There are a significant number of changes in Unicode 9.0 which may impact implementations which are upgrading to Version 9.0 from earlier versions of the standard. The most important of these are listed and explained here, to help focus on the issues most likely to cause unexpected trouble during upgrades.
Script-related Changes
Version 9.0 adds six new scripts, so implementations which process script data should be carefully checked. All of these additions are on Plane 1. Some of these scripts have particular attributes which may cause issues for implementations.
Two of the newly encoded scripts, Osage and Adlam, are bicameral. This means that support will require addition of case mapping and case folding tables for them. In addition, Adlam is a right-to-left script with cursive joining, so it requires bidirectional support and has rendering issues similar to those of the Arabic script.
Tangut is a very large siniform ideographic script. It is the first siniform ideographic script encoded after the Han (CJK) script. Its implementation requires technology support similar to that used for CJK, including very large fonts and radical/stroke input methods. Special adjustments have also been made to the Unicode Collation Algorithm to account for the introduction of another large ideographic repertoire.
The repertoire of Tangut characters consists of ideographs, components, and one iteration mark. In UnicodeData.txt, the range of Tangut ideographs U+17000..U+187EC uses the same syntax as that for other large ranges of characters with algorithmically derived names, with the identifiers <Tangut Ideograph, First> and <Tangut Ideograph, Last>. The derived character names for Tangut ideographs are TANGUT IDEOGRAPH-17000 through TANGUT IDEOGRAPH-187EC. Parsers of UnicodeData.txt may need to be updated to handle this new range.
The Script_Extensions property values of more than 200 ideographic symbols, which formerly contained multiple Script values such as Bopomofo, Hangul, Hiragana, Katakana, as well as Han, were reduced to single-script set values, Script_Extensions={Hani}.
Casing-related Issues
A set of nine historic Cyrillic letter forms (U+1C80..U+1C88) used in Old Church Slavonic were added. These letters are lowercase and have asymmetric case mappings to existing uppercase letters, similar to the asymmetric case mapping of Greek final sigma to capital sigma. Case folding for these nine Cyrillic letters needs to be implemented with care.
An uppercase Latin letter was added, U+A7AE LATIN CAPITAL LETTER SMALL CAPITAL I, forming a case pair with an existing lowercase letter, U+026A LATIN LETTER SMALL CAPITAL I, for which a different uppercase counterpart had been recommended, but not formally mapped, prior to Unicode 9.0.
Numeric-related Issues
Some of the newly encoded Malayalam fractions have numeric values which were not part of the UCD data in versions prior to Unicode 9.0. Implementations that process numeric values should be prepared to handle new fractional values, such as 1/20 or 1/40.
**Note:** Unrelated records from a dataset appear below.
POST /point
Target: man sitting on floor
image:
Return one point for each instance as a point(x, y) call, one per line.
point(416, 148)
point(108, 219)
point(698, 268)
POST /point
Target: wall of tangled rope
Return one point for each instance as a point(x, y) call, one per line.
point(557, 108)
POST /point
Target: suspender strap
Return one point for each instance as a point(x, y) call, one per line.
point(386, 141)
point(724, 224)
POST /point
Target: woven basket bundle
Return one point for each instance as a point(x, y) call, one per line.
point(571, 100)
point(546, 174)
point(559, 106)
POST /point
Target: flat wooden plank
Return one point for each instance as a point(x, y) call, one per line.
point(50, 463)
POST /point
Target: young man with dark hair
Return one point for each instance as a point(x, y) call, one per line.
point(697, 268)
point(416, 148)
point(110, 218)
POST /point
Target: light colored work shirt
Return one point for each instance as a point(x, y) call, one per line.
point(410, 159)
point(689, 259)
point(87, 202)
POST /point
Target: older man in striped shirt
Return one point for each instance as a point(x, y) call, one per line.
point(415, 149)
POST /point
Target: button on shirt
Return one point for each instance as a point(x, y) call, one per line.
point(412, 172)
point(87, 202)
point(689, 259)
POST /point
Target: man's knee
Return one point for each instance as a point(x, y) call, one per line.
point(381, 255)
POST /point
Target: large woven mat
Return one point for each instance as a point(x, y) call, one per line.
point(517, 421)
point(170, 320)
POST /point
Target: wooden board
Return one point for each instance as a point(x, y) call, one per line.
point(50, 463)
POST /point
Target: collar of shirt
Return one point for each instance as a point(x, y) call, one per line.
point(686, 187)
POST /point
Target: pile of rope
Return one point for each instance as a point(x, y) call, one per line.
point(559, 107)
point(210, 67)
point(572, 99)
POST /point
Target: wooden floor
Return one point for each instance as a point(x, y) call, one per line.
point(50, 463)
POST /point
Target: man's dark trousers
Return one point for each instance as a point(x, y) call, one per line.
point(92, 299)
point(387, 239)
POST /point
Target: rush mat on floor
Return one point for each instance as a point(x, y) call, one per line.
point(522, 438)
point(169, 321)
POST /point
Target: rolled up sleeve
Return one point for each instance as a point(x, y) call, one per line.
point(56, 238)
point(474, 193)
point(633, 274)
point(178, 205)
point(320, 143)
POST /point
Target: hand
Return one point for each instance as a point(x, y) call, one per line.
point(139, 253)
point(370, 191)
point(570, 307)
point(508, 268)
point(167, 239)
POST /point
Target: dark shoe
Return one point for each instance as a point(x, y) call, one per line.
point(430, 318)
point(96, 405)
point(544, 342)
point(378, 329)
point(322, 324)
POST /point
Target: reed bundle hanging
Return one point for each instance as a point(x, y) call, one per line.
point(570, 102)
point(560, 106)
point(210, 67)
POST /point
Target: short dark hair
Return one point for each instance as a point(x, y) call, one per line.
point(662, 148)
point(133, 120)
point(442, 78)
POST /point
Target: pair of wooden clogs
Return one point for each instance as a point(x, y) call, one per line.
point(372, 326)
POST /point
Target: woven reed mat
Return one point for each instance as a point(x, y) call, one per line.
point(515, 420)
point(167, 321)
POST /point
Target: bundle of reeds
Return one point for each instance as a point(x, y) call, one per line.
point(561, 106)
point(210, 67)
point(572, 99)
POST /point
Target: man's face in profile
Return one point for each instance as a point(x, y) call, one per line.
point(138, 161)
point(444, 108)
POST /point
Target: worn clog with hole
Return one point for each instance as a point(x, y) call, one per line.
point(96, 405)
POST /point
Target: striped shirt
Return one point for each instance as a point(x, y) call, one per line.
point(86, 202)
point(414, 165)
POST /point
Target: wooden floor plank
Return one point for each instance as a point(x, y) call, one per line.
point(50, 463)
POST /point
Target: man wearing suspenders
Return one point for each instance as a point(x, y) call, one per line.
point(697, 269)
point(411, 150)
The newly added script Bhaiksuki has both script-specific decimal digits and non-decimal unit numerals.
Segmentation-related Changes
Updates for line breaking include the addition of Emoji Base and Emoji Modifier character classes and associated rule changes to address their behavior. Regional indicator characters are now handled as pairs, to prevent inappropriate breaking within pairs intended to display as emoji flag glyphs. Line breaks are also now prevented between numeric prefixes or postfixes and the letters (or numbers) next to them.
Updates for grapheme breaking were made to handle characters of the class Extend in emoji modifier sequences, and the rules for regional indicator characters were renumbered and moved to group together the rules which impact segmentation for emoji.
Word boundaries were updated with new rules to prevent inappropriate breaks internal to emoji sequences. The sentence boundary specification now includes the addition of ZWJ to Extend in Table 4, Sentence Break Property Values and updates to the derivation of STerm.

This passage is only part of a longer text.